This image of the Large Hadron Collider now forms part of a collection of CERN images freely available to use and share under the standardized Creative Commons licence (Image: CERN)

Licences specify the terms and conditions under which things can be used. All too frequently in everyday life we come across restrictive licences that actually seem to discourage usage, disallowing copying or sharing. But a whole other family of free licences aim to encourage use and sharing, asking simply for proper recognition and reciprocal behaviour in return.

Since its inception, CERN has used the web to share multimedia material openly. To signal clearly that we wanted people to use our photos and videos we crafted a pioneering free media licence. It included clauses that satisfied the demands of being an intergovernmental organization, and ensured consistency with our founding convention as a peaceful scientific collaboration.

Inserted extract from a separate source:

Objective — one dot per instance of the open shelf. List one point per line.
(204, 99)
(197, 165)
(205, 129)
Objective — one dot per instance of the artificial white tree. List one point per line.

As the web grew, multimedia material proliferated around the globe, and so did licences. The average web-citizen, allergic to the legalese that these licences were drafted in, was often confused or ignorant of the details of any particular conditions of use. Standardized free licences such as Creative Commons grew in popularity due to the snowball effect of being consistently used and commonly understood. As standardized licences spread, CERN’s licence has unwittingly become isolated and viewed as special, and the popular outlets of today often do not include our multimedia since the licence is not understood as compatible.

So, encouraged and supported by our experiment outreach teams, we have made our first collection available under a Creative Commons licence. We chose the CC-BY-SA licence, to ensure credit is given to CERN for the photos (“BY”) and that modified versions also get shared freely (“Share Alike”). Through this small but significant change, we hope our photos and videos will now be made available in more places, used by a wider community and re-used more confidently by more people.

Already the change has allowed photos of our recent Director-Generals to be used consistently in Wikipedia pages for the first time, and for the Higgs discovery plots from ATLAS and CMS to actually be included on the Higgs boson page! We intend to expand this first small collection with more and more content from our vast archive.

The winds of change have started to blow, and we hope to soon make standardized licences the norm at CERN.